Text is a very peculiar medium. I would like to say that regardless of what medium text is appeared in – whether carved in stone, printed on paper, or transmitted in light – text is something that is always “virtual” – text does not really exist in our reality.

Text is in fact a meta-meta-meta-meta-medium. First of all, text in the most primary form exist in our brains as electrical impulses that carry intangible, invisible and abstract thoughts. The brain is the only place where text can exist in its most pure and primitive form, free from any embellishments and distractions. Unfortunately, the brain is a totally private place. Until we could transmit thoughts directly from mind to mind, we have to find ways to communicate our thoughts via external means. In order to solve this problem, humans then devised ways to code these thoughts in graphical forms – the written languages. As soon as we transcribe our thoughts onto a two-dimensional surface using a written language (making it public), a number of factors begin to come into play. First and foremost, there is the code that tells us that “this is something that can be read, in this particular way.” In order to be recognized as such, a text has to follow a pre-defined set of rules that governs the basic construction and arrangement of each letter (in the case of the Latin alphabet). Meanwhile, the idiosyncratic decisions that we make when transcribing text gives it another dimension of meaning – the typefaces or styles of writing. This is another level of coding that may or may not be decoded by the reader.

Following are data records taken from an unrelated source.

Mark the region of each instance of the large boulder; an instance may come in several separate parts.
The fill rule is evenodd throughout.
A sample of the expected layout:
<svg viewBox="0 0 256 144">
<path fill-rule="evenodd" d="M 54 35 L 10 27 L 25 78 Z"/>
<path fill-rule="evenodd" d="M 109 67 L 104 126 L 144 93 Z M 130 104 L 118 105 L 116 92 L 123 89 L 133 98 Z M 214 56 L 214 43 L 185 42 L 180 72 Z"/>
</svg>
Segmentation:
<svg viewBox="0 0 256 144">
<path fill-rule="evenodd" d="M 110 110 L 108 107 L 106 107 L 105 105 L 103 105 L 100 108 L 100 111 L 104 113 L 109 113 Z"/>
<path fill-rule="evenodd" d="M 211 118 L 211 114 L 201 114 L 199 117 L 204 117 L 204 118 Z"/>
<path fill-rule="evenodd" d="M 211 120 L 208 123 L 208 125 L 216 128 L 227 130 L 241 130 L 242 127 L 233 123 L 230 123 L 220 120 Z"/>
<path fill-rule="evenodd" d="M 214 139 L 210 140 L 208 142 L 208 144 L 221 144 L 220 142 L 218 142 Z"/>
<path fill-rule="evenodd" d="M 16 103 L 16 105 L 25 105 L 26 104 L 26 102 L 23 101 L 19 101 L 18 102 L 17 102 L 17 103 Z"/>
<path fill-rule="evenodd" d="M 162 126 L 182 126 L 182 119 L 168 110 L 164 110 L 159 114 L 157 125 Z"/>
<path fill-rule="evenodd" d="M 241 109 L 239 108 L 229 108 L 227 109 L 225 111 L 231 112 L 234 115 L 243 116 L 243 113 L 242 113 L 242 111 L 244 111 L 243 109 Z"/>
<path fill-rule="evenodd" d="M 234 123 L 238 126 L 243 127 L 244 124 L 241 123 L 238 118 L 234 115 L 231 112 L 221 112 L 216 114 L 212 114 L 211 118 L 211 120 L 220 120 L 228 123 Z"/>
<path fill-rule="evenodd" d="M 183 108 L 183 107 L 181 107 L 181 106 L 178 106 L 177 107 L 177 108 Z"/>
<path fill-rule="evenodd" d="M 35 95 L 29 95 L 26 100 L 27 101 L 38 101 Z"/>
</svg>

Then there is the container as mentioned above – the shape, the texture, the mass, the colour etc. And finally, there is the environment (the context) that the text is in – how other elements in the environment enhance or fight with the text, and how other external factors such as lighting, temperature, the obscuring of the text affect the perception of the text.

Text as abstract thoughts in the mind (private)

Text as signs: letters (an archetypal ideal)

Graphical variations on the archetypal ideal: typefaces and writing styles

The ‘container’: shape, colour, texture, mass, etc.
The medium: book, inscription, LCD display, etc.
along with 3 establishes a ‘visual language’
creates authority, neutrality or banality

The context: the environment that the text is in can either enhance or obscure fundamental textual meaning
examples: lighting, relationship to other elements in the space, temporal change, temperature.